Since 1896 many Anglican bishops have been consecrated by bishops of the Old Catholic Church. Nevertheless, all Anglican clergymen who desire to enter the Catholic Church do so as laymen and must be ordained in the Catholic Church in order to serve as priests. Catholics are, according to Ad Tuendam Fidem and Cardinal Ratzinger, obliged to hold the position that Anglican orders are invalid.
Catholics do not recognize the ordination of ministers in other, Protestant, churches that do not maintain the apostolic succession. The Lutheran Churches of Sweden and Finland from some point of view possibly possess valid apostolic succession. This is not the case for the Lutheran Churches of Norway, Denmark, and Iceland where there occurred breaks in succession.

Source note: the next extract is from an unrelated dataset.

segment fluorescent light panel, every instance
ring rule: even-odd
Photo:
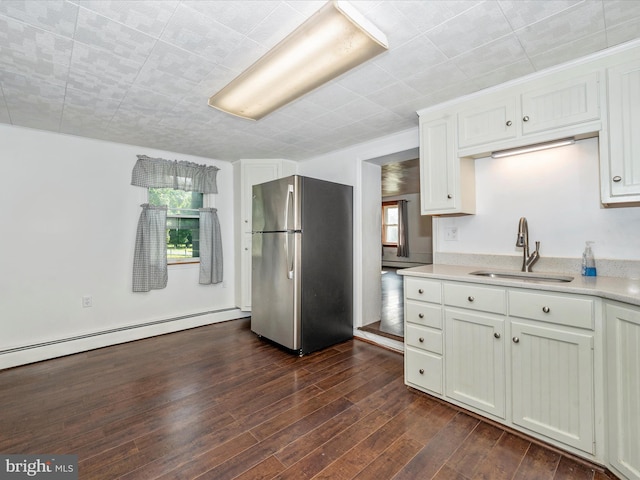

Anglicans accept the ordination of most mainline denominations; however, only those denominations in full communion with the Anglican Communion, such as some Lutheran denominations, may preside at services requiring a priest.

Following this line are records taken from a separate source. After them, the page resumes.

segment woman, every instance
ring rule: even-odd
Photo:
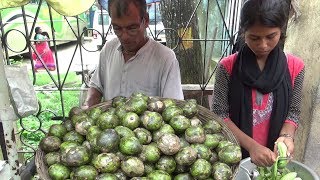
[[[243,158],[270,166],[275,142],[294,152],[298,127],[303,62],[281,49],[288,5],[279,0],[248,0],[241,10],[245,43],[224,58],[216,72],[213,111],[238,138]]]
[[[41,57],[41,59],[43,60],[45,65],[48,67],[48,69],[50,71],[54,71],[56,69],[56,65],[54,62],[53,54],[48,45],[48,42],[45,41],[48,39],[48,37],[42,34],[42,30],[40,27],[36,27],[35,33],[36,34],[34,36],[34,40],[36,40],[35,47],[38,52],[38,55]],[[40,61],[40,57],[38,57],[36,53],[32,54],[32,59],[36,61],[35,70],[44,68],[44,65]]]

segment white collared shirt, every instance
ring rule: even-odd
[[[90,87],[100,91],[104,100],[129,97],[134,92],[183,99],[179,62],[174,52],[151,38],[127,62],[118,38],[106,42]]]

Married men may be ordained to the diaconate as permanent deacons, but in the Latin Church may not be ordained to the priesthood. In the Eastern Catholic Churches and in the Eastern Orthodox Church married deacons may be ordained priests, but may not become bishops. Bishops in the Eastern Catholic and the Eastern Orthodox churches are almost always drawn from among monks, who have taken a vow of celibacy. They may be widowers, though; it is not required of them never to have been married.
In some cases widowed permanent deacons, or single permanent deacons that later discerned a calling to the priesthood, have been ordained to the priesthood. There have been some situations in which male converts previously married and ordained to the priesthood of an Anglican or Lutheran church have been ordained to the Catholic priesthood, sometimes sub conditione (conditionally), and allowed to function much as an Eastern Rite priest but in a Latin Rite setting; however, this may only happen with the approval of the priest's bishop and a special permission by the pope. Some former Anglican, Lutheran, or Episcopal priests who are married, but have either no children, or adult and non-dependent children away from home, can be given a dispensation by the bishop and the pope to serve as priests; these married priests, with or without children, may not become Latin bishops, but can be made pastors of a church, vicars general or episcopal vicars or deans, or monsignors (see the 1983 Code of Canon Law for the Latin Church, and episcopal conference website guidelines, and the website for the diocese of former Anglicans who became Catholics but retained their Anglican heritage, for more information).
There is a distinction drawn between chastity and celibacy. Celibacy is the state of not being married, so a promise of celibacy is a promise not to enter into marriage but instead to consecrate one's life to service (in other words, "married to God"). Chastity, a virtue expected of all Christians, is the state of sexual purity; for a vowed celibate, or for the single person, chastity means the abstinence from sexual activity. For the married person, chastity means the practice of sex only within marriage.